Project 50/50: Streets of Savannah Part 3

We stood proudly on the tailgate and surveyed the pile of food. 126 items was a new record for me. It had taken the two of us more than six hours, and I could see that Michael was genuinely excited to give it away. He had been asking me where we were going to donate it, but I decided to do something a little different this time. I remembered the motel refrigerator last night, with only a quart of milk and not a speck of food anywhere else in the room. I knew what I wanted to do.

I climbed off the tailgate and pointed at our stash of canned goods. “What did we say when we knocked on the doors?” I asked him, to make sure he remembered.

“We said, ‘We’re collecting food for the homeless and hungry in Savannah. Would you like to donate?’” As Michael said the words out loud, I could tell by the way his voice trailed off at the end and he turned to look at me, that he was going to put it together. I nodded. “You qualify. I want you take some of this food, man. I want you to take whatever will help you and your brother’s family.”

Michael’s eyes had gotten big as his face became a question mark. “Are you serious?” His voice cracked when he asked the question. His left hand dropped into the back of the truck and brushed a box of Macaroni and cheese. I nodded. He picked up the box and whispered “My little neice would love this…”

I had asked him if he ever went hungry. He glanced up at me as he processed the huge amount of food filling the back of my truck. “Oh, yeah. And I hate eating the food that my bro has, because he’s got a family to feed, ya know. He never has enough. I usually just try to ignore the sounds my stomach makes. Eventually, I fall asleep.” His voice was excited, and I grabbed a plastic bag. “Here, take anything you think would be good for you guys, and that you’ll use. I’ll donate the rest.”

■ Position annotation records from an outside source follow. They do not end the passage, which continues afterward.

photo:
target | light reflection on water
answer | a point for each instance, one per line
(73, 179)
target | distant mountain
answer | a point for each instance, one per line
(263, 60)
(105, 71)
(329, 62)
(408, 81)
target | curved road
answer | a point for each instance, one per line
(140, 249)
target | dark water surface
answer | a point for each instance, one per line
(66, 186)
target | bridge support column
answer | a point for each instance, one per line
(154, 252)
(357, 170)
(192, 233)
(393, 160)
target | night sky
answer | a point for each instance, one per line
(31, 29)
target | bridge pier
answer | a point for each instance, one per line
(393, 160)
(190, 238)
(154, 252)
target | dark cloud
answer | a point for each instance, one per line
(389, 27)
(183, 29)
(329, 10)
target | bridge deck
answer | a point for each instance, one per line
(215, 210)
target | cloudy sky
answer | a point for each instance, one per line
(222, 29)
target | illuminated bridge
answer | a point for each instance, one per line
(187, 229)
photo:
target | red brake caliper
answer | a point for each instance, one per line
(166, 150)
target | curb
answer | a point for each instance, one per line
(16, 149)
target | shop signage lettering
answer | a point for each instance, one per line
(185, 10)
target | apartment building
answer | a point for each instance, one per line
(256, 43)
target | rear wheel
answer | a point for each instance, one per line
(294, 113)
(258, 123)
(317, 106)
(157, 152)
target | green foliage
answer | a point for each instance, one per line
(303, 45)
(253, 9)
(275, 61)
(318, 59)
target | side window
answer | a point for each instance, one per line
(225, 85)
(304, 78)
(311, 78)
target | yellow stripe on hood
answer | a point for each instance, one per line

Michael began sorting through the boxes of microwavable stuff, the pastas and the cans of ravioli. I dug through the boxes of stuff my dad had given me to bring on the trip and found a box of military rations. I showed it to Michael. You don’t have to cook it. His eyes lit up and I handed him the bag. We began separating the things he wanted for his family in the back of the truck.

I noticed that the sun was sitting low and began to mumble to myself about wanting to see a sunset in Savannah. Michael heard my personal mutterings and clarified. “Are you wanting to go somewhere else before you leave town?” I thought about it and realized that Michael didn’t have a car. There were probably a lot of places that Michael would like to go. “Where would you go if you wanted to see something beautiful?” I asked him.

“My brother told me once about a place called Tybee Island. I’ve never been there, but I bet it’s pretty,” he said. I snatched my GPS out of the front seat as Michael tied off the last bag full of macaroni and cheese for his niece. I found the Island and set the navigation. It was only about a half hour away. “Sweet dude, you wanna go?” I asked, but before the words were even out of my mouth Michael was running around to the passenger side of the truck with a huge smile on his face.